Random googled data:
Water heaters must be less than 140 F per IPC, can be higher if approved mixing valve is installed on output.
120 F is considered the limit for scald protection.
110 F is ADA/ child safer.
The other issue is that setting the temperature lower also promotes the growth of legionnaires. Most recommend a minimum of 120F to prevent the growth of legionnaires.
This limits your ability to use your hot water heater as a method of energy storage safely, unless you do add a thermostatic mixing valve which allows you to set your water heater temperature higher.
The rheem system uses their proprietary Econet platform. It's all cloud controlled. Some people have figured out certain endpoints. I found one that lists the power usage and published my findings on the 'smarthings' website.
I haven't tried pushing any settings yet, just reading the values.
I just installed a Rheem 50 gal Heat Pump Water. The short-review: It's quiet (can barely hear it on the other side of a wall), and if the consumption data being provided by the Econet app is to be believed, it's very efficient in heat-pump mode only using about 1.4 kWh / day on average for the past 3 days with typical hot water use. This is in San Diego, so relatively warm inlet water temps (after the first fill, tank measured ~70F) and relatively warm ambient temps (garage ranging from 70-75F).
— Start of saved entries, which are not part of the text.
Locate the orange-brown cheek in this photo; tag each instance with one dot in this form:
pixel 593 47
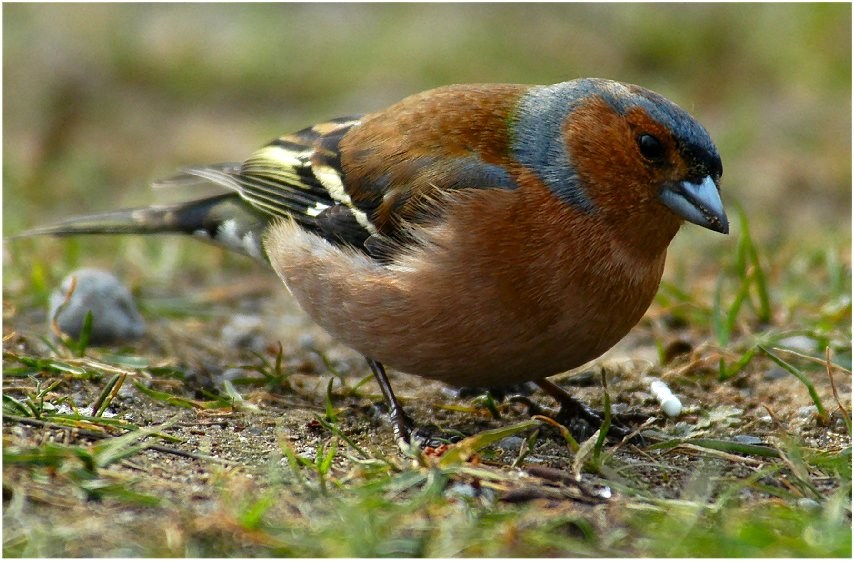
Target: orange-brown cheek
pixel 602 152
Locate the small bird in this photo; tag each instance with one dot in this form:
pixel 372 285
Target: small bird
pixel 476 234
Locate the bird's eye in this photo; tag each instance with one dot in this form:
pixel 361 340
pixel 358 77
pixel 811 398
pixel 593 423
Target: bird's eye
pixel 650 147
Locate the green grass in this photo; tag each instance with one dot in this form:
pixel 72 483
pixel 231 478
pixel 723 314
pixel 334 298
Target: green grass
pixel 183 446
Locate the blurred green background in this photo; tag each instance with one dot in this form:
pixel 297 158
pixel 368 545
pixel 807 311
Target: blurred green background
pixel 101 99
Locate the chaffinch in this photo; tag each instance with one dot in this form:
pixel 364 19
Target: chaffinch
pixel 478 234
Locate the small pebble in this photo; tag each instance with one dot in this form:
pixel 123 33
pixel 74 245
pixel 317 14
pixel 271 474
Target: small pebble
pixel 115 318
pixel 800 343
pixel 807 411
pixel 807 503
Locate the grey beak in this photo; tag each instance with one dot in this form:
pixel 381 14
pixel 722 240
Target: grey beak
pixel 699 203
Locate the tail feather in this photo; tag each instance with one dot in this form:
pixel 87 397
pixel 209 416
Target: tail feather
pixel 224 220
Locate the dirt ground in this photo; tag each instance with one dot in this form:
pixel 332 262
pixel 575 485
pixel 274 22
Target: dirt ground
pixel 228 451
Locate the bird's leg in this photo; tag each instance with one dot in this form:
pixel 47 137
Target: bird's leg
pixel 401 423
pixel 571 408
This replaced a 12 yo gas water heater rated to use 250 therms/year, but I estimate only used 84 therms/year or 7 therms/month based on my billing data from non-heating months (hard to completely separate furnace gas usage from water heater gas usage).
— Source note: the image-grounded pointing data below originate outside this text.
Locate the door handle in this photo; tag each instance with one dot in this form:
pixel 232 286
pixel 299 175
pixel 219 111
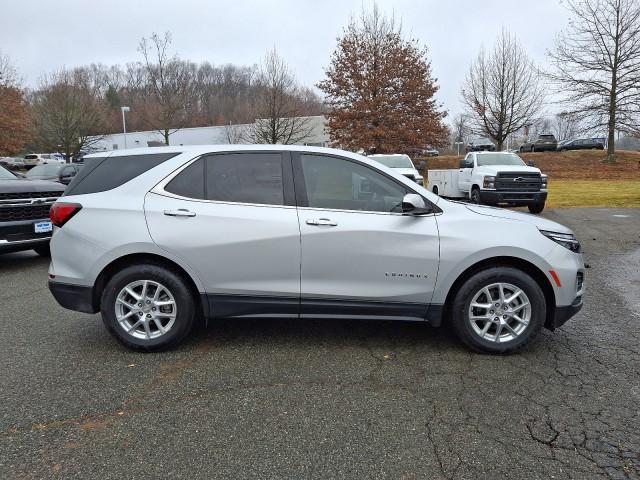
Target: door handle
pixel 325 222
pixel 181 212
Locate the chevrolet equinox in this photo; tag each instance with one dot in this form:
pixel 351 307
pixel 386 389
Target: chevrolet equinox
pixel 157 238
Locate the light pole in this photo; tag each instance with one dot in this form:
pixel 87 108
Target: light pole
pixel 124 125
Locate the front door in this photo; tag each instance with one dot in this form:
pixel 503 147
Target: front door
pixel 232 218
pixel 360 255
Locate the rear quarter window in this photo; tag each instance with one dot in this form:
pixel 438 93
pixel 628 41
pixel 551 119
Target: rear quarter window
pixel 106 173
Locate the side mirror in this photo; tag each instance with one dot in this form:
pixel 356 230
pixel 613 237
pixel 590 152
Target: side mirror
pixel 413 204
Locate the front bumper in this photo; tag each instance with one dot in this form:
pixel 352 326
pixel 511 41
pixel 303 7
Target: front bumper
pixel 73 297
pixel 501 197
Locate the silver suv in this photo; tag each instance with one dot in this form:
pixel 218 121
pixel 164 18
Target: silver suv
pixel 156 239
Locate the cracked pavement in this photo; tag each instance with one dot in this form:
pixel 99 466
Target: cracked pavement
pixel 327 399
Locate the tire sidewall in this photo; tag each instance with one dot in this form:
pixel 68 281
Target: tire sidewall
pixel 462 301
pixel 169 279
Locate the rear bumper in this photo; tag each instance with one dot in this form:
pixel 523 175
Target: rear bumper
pixel 496 197
pixel 20 235
pixel 73 297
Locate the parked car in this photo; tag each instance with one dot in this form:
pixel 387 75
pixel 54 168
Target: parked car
pixel 402 164
pixel 481 145
pixel 12 163
pixel 580 144
pixel 431 152
pixel 24 212
pixel 33 159
pixel 62 173
pixel 492 178
pixel 155 239
pixel 543 143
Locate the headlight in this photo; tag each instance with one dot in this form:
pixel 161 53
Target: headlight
pixel 567 240
pixel 489 182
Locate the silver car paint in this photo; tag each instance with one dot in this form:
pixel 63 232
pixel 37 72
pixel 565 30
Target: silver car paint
pixel 112 224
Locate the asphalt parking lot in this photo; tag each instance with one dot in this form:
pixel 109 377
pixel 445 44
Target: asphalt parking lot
pixel 327 399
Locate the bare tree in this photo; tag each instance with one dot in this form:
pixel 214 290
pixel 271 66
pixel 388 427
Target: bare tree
pixel 279 105
pixel 596 66
pixel 238 133
pixel 565 126
pixel 68 112
pixel 168 86
pixel 503 90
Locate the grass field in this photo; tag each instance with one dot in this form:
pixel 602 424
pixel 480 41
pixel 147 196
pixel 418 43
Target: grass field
pixel 594 193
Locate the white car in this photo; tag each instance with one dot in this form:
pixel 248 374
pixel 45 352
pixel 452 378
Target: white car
pixel 492 178
pixel 402 164
pixel 156 239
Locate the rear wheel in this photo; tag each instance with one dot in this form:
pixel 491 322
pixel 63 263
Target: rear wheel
pixel 498 310
pixel 148 307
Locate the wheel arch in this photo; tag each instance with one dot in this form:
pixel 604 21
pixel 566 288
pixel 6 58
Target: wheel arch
pixel 505 261
pixel 143 258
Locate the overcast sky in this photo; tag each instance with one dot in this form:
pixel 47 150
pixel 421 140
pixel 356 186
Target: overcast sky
pixel 43 35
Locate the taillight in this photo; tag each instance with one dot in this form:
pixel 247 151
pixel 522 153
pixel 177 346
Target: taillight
pixel 61 213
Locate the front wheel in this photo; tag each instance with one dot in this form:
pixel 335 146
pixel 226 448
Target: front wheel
pixel 148 307
pixel 498 310
pixel 536 207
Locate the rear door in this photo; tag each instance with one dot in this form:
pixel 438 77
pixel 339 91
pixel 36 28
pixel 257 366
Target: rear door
pixel 360 256
pixel 232 218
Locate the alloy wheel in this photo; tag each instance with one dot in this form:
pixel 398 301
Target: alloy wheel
pixel 499 312
pixel 145 309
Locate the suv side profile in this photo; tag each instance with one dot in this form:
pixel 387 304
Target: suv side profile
pixel 546 142
pixel 156 239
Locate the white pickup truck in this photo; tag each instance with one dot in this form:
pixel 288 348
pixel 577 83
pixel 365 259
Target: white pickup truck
pixel 492 178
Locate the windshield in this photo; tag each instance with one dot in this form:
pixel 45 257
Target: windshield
pixel 44 170
pixel 499 159
pixel 394 161
pixel 6 174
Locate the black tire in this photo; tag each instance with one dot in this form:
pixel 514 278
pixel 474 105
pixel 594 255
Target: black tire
pixel 474 284
pixel 184 301
pixel 43 250
pixel 536 207
pixel 475 195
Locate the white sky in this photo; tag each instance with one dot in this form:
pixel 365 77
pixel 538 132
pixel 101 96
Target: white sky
pixel 41 36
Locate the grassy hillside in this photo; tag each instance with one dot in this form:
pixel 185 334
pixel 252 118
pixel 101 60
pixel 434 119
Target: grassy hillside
pixel 578 165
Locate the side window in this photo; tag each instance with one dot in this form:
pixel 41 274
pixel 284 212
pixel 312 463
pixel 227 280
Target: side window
pixel 245 177
pixel 340 184
pixel 189 182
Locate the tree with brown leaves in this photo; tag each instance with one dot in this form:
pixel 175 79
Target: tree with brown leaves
pixel 380 91
pixel 14 121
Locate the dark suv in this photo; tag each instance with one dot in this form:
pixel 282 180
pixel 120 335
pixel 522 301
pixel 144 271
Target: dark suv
pixel 24 212
pixel 543 143
pixel 581 144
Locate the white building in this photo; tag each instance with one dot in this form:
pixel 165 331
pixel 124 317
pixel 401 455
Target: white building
pixel 221 135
If the Econet energy usage data is correct, it's on track to only use 40-50 kWh / this month. This is the equivalent of about 1.4-1.7 therms of gas / month in raw energy. If the heat-pump has an UEF of 3.5 and the old gas heater an UEF of 0.6, does this add up? 50 kWh of heat pump energy over a month turns into 175 kWh of energy into the tank. A therm of gas has 29.3 kWh equivalent, of which only 60% makes it out of the tank - 7 therms * 29.3 kwh * 60% = 123 kWh of energy. Hmm, so maybe not as efficient as it claims? Either way, I'm not even going to able to notice 50 kWh / month on my energy bill.
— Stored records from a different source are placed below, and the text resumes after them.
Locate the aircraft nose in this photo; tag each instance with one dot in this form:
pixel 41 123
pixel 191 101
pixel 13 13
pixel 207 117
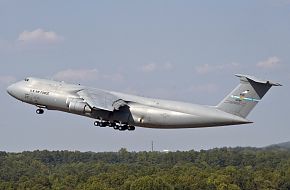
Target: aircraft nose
pixel 10 89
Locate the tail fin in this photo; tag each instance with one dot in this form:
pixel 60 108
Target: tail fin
pixel 245 96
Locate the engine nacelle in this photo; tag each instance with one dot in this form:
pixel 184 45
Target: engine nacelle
pixel 79 107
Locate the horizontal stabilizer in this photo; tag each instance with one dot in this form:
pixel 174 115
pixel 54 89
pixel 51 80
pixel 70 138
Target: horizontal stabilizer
pixel 246 95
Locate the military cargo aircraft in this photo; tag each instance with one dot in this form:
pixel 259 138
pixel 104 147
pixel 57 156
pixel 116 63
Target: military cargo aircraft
pixel 124 112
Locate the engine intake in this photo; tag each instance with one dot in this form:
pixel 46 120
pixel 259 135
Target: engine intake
pixel 75 105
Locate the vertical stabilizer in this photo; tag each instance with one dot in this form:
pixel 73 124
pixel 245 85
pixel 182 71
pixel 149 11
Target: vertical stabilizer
pixel 245 96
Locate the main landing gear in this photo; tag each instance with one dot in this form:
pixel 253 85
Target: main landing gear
pixel 39 111
pixel 115 125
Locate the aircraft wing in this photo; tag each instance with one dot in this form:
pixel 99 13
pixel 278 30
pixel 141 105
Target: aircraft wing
pixel 101 100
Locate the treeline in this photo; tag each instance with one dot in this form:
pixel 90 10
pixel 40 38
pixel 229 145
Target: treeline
pixel 220 168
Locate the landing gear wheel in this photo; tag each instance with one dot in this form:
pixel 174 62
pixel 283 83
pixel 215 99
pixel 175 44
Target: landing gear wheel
pixel 39 111
pixel 131 128
pixel 123 128
pixel 96 123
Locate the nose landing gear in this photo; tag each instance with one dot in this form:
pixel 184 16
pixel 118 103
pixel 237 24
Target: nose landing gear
pixel 39 111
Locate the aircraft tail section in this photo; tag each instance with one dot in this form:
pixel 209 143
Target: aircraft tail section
pixel 245 96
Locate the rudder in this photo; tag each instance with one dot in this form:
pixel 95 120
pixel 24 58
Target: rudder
pixel 245 96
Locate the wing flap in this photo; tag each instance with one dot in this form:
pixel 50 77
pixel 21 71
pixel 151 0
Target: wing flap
pixel 101 100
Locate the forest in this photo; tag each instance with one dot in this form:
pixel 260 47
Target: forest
pixel 219 168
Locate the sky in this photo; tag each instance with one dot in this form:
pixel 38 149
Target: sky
pixel 177 50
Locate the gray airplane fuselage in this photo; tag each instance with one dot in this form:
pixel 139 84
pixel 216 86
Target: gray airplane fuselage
pixel 138 111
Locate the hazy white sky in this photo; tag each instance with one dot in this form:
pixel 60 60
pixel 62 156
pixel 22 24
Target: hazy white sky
pixel 179 50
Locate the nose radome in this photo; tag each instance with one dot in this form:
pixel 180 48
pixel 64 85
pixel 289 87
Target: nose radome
pixel 10 89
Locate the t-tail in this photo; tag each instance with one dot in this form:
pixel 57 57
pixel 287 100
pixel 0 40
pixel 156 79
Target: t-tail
pixel 245 96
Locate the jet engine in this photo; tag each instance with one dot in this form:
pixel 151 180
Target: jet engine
pixel 77 105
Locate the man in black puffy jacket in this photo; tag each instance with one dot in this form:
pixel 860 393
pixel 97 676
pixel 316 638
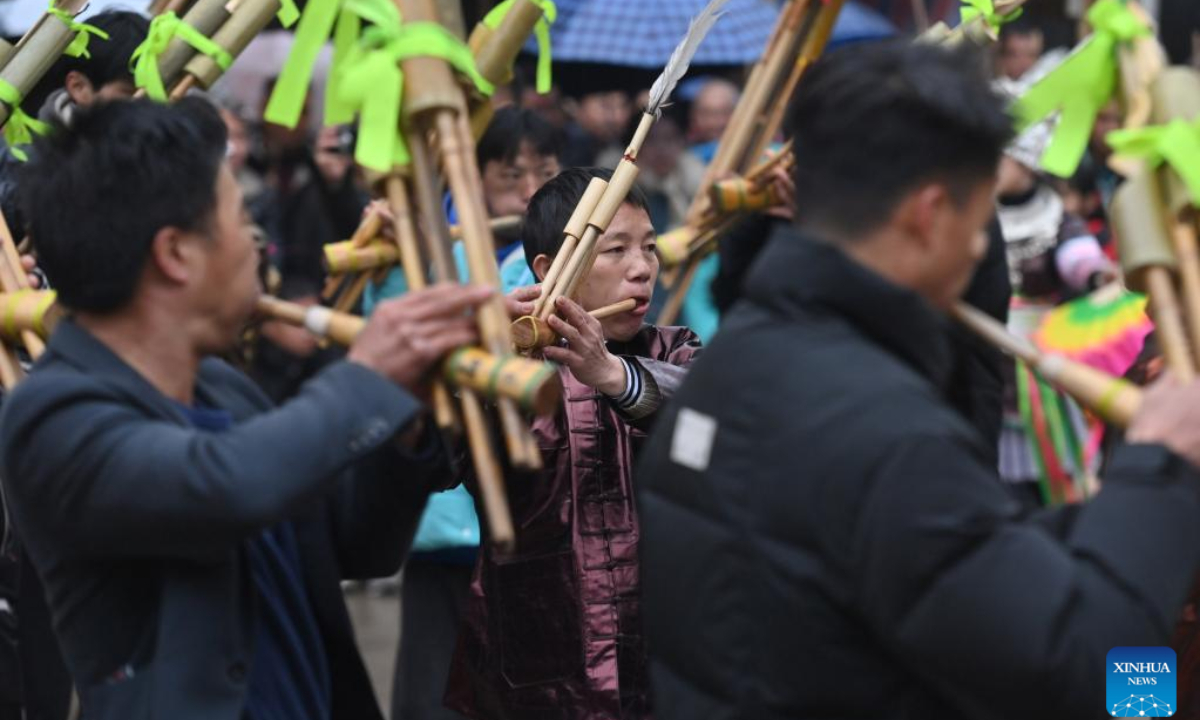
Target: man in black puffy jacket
pixel 823 534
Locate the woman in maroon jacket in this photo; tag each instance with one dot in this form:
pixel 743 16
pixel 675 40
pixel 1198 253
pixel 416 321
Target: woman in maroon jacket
pixel 553 631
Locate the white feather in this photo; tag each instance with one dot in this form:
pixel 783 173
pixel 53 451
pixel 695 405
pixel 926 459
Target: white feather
pixel 677 66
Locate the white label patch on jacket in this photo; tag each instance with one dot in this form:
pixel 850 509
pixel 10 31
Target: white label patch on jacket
pixel 693 442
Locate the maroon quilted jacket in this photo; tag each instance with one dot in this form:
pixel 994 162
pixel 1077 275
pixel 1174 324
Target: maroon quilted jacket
pixel 553 631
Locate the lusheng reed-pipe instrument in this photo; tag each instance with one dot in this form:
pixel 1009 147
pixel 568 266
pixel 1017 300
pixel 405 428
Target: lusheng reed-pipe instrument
pixel 534 385
pixel 801 36
pixel 36 52
pixel 1113 399
pixel 366 252
pixel 496 51
pixel 532 333
pixel 601 201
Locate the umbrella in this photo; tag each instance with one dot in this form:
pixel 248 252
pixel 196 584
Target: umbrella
pixel 642 34
pixel 1105 330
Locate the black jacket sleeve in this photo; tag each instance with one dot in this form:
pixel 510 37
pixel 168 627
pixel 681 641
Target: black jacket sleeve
pixel 996 613
pixel 85 463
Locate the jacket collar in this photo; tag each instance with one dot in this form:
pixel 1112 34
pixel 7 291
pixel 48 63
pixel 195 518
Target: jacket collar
pixel 83 351
pixel 798 275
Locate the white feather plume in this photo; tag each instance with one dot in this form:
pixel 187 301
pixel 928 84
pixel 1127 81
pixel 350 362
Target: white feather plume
pixel 677 66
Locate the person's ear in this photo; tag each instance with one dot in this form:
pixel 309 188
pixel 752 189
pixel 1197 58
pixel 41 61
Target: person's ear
pixel 79 89
pixel 922 214
pixel 175 255
pixel 541 265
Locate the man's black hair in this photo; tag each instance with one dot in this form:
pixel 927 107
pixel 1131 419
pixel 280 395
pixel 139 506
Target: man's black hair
pixel 511 126
pixel 875 121
pixel 553 204
pixel 95 195
pixel 108 61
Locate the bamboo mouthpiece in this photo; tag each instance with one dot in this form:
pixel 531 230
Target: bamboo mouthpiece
pixel 28 311
pixel 534 385
pixel 532 333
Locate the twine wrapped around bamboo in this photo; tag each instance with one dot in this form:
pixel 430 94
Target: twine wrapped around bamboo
pixel 245 22
pixel 533 385
pixel 743 196
pixel 28 311
pixel 532 333
pixel 1149 261
pixel 207 16
pixel 1110 397
pixel 36 52
pixel 6 51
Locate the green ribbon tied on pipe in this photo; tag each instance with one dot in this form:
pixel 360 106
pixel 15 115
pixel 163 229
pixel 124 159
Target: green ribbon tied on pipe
pixel 163 29
pixel 292 87
pixel 288 13
pixel 21 127
pixel 987 10
pixel 371 82
pixel 541 31
pixel 1177 144
pixel 1080 87
pixel 78 47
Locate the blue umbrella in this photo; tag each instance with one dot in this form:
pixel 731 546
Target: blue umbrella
pixel 643 33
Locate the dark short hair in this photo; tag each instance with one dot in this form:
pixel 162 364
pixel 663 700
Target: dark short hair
pixel 95 195
pixel 108 61
pixel 877 120
pixel 553 204
pixel 511 126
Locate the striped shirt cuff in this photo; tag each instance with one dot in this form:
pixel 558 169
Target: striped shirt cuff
pixel 634 388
As far as using Econet to assist with energy storage - one real drawback is that you have to use the app to program the water heater for different temperatures based on time of day - you can't do it from the control panel. The app is also fairly buggy, at least on Android - it crashes regularly and had some weird issues setting up the time periods in the schedule. It gives you the ability to set 4 different time periods with different operating modes, allowing you to set the time, temperature and operating mode (heat pump, energy saver, high demand, electric). But given the safety issues with varying your temperatures from 120F, that significantly limits the amount of load shifting you can get away with.
A thermostatic mixing valve would let you safely set much higher water temps, but this does come at the expense of a reduction in efficiency - the heat pump will be less efficient in heating water up to higher temperatures than lower temperatures.
For now, I am trying out setting the target temperature to 115F during utility peak rates and 125F the last hour of super-off-peak rates (and 120F the rest of the time), but I think that eventually I will end up narrowing this range down given the low overall usage of the heater.
As an aside - why did I choose this over another gas furnace? At current electricity / gas rates here in San Diego, there is no financial benefit to doing so - in fact, even with the vastly higher efficiency, running the old burner is slightly cheaper - gas is about $1.40/therm, electricity varies from $0.10-0.50/kWh (average around $0.25/kWh). But with the heat pump I get a chance to eliminate a large chunk of my natural gas usage, I get to cool the garage in the summer instead of heating it and I have the ability to add more solar (would only take a single solar panel) to offset the energy usage of that appliance.